Numerical framework for investigating MHD heat and mass transfer in nanofluid flow over 2-D boundary layers in a porous medium: A variation of parameters method approach
Farooq Ahmed Shah, Alexey Mikhaylov, Ehsan Ul Haq
Abstract
• Conducts an in-depth analysis of MHD heat and mass transfer in nanofluid flow through porous media, emphasizing Brownian motion, thermophoresis, and heat effects to uncover key factors affecting nanofluid behavior in engineering contexts. • Demonstrates the effectiveness of combining the Variation of Parameters Method (VPM) with the Levenberg-Marquardt Neural Network Scheme (LMNNS) to solve complex differential equations with enhanced precision and adaptability. • Provides valuable insights into heat and mass transfer processes, showcasing the intricate interactions between thermal dynamics and material diffusion within advanced fluid systems. This article presents a comprehensive investigation into the laminar viscosity, radiation impact and viscous dissipation in the context of Magnetohydrodynamics (MHD) heat and mass transfer nanofluid flow over 2-D boundary layers in a porous medium. The research explores the role of Brownian motion, thermophoresis, and heat in shaping fluid flow patterns. By applying appropriate transformations, the governing nonlinear partial differential equations are transformed into ordinary differential equations (ODEs). Solutions for the obtained boundary layer ODEs are acquired by using the Variation of Parameters method (VPM) which is a well-established and effective technique fir this purpose. The proposed method utilizes multiplier as a tool to reduce computational efforts. To deal with the produced flow equations, Levenberg-Marquardt neural network strategy (LMNNS) is implemented with variation of parameters. A dataset is first created for various scenarios. The behaviors of involved significant parameters are presented over chart obtained using the variation of parameter involved. To estimate results for diverse instances, a training, validation, and testing process is carried out by using the intelligent computing algorithm nftool.
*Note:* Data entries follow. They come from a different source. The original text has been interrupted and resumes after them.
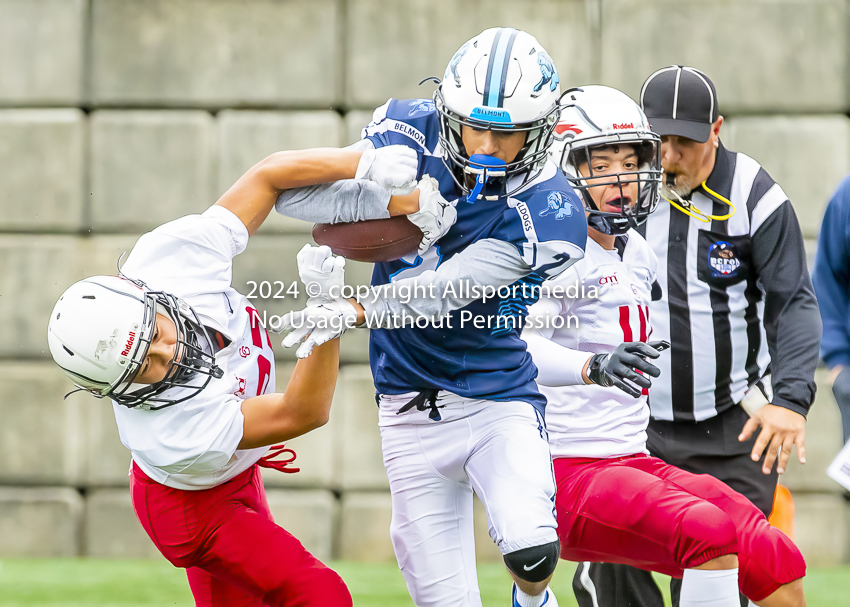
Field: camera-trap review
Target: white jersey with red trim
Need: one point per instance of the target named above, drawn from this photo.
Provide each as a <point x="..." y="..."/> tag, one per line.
<point x="602" y="301"/>
<point x="192" y="445"/>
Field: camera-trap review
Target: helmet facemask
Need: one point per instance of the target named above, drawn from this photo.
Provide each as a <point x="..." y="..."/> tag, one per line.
<point x="528" y="162"/>
<point x="647" y="177"/>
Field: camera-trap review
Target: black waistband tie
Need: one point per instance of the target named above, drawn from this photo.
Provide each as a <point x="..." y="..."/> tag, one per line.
<point x="419" y="401"/>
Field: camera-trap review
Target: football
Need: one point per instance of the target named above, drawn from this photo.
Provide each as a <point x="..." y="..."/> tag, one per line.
<point x="371" y="241"/>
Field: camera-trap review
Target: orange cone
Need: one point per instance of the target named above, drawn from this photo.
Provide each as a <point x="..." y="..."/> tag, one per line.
<point x="782" y="516"/>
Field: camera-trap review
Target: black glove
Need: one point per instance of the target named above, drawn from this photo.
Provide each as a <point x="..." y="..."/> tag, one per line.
<point x="841" y="390"/>
<point x="620" y="367"/>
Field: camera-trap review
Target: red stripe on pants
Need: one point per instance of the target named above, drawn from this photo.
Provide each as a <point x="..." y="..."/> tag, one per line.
<point x="234" y="553"/>
<point x="640" y="511"/>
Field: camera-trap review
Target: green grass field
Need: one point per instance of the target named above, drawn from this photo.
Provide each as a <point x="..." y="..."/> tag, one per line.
<point x="137" y="583"/>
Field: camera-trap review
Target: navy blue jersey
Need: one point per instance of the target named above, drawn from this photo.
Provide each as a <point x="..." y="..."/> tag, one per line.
<point x="476" y="352"/>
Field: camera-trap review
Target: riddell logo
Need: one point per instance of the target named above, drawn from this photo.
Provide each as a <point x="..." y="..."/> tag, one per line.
<point x="130" y="340"/>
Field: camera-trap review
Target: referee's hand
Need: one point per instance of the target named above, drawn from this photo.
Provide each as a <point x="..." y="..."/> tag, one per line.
<point x="781" y="428"/>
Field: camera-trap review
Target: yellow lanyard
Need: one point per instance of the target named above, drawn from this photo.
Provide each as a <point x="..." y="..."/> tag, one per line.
<point x="688" y="208"/>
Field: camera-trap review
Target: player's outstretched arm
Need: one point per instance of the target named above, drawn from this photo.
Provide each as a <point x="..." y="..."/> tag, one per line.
<point x="254" y="194"/>
<point x="305" y="405"/>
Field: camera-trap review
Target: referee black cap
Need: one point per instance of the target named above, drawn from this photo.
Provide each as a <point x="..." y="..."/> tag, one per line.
<point x="680" y="100"/>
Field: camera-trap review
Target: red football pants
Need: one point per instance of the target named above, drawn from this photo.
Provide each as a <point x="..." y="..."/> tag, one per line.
<point x="640" y="511"/>
<point x="233" y="552"/>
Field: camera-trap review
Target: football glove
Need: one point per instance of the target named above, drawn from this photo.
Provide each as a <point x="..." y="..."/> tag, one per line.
<point x="323" y="274"/>
<point x="317" y="324"/>
<point x="393" y="167"/>
<point x="620" y="367"/>
<point x="435" y="216"/>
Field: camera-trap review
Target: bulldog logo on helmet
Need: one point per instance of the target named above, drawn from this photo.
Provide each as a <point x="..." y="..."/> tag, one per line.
<point x="548" y="72"/>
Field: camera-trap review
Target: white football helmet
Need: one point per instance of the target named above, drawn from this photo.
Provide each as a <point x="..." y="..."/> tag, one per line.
<point x="502" y="79"/>
<point x="594" y="116"/>
<point x="100" y="331"/>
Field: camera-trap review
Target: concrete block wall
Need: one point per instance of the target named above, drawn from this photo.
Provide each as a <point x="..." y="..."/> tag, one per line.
<point x="118" y="115"/>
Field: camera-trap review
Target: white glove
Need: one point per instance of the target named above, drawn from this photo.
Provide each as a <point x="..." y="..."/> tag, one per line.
<point x="435" y="216"/>
<point x="323" y="274"/>
<point x="393" y="167"/>
<point x="317" y="325"/>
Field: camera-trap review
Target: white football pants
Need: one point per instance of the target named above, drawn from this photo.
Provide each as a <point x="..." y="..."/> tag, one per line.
<point x="497" y="449"/>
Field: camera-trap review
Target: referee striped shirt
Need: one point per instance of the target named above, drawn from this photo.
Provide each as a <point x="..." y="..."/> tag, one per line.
<point x="736" y="297"/>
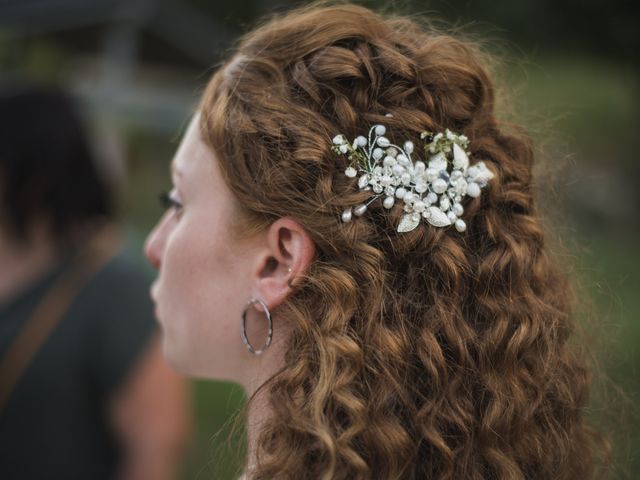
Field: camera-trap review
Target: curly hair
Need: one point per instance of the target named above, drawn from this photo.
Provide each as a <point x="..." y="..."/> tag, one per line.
<point x="429" y="354"/>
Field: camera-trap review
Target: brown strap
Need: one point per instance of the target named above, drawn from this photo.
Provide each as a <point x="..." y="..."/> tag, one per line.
<point x="100" y="249"/>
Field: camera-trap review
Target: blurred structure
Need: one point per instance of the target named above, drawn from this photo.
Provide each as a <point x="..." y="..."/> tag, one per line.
<point x="84" y="390"/>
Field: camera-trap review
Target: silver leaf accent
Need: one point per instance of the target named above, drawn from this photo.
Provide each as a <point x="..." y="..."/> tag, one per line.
<point x="438" y="218"/>
<point x="460" y="158"/>
<point x="408" y="222"/>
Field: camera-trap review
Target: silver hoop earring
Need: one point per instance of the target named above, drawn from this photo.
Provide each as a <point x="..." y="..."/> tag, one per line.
<point x="243" y="329"/>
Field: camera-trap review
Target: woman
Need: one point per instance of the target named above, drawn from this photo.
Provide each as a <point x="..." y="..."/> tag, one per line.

The model is studied using gradient analysis, regression, mean squared error (MSE) and histogram studies with the help of the solver designed as LMNNS. The conclusions are supported by tabular and graphical analyses. The physical characteristics associated with magnetic parameter, thermophoresis parameter, pressure gradient parameter, permeability parameter, Lewis number, Eckert number, Brownian motion parameter, and Prandtl number are visually displayed to facilitate easy observation and analysis.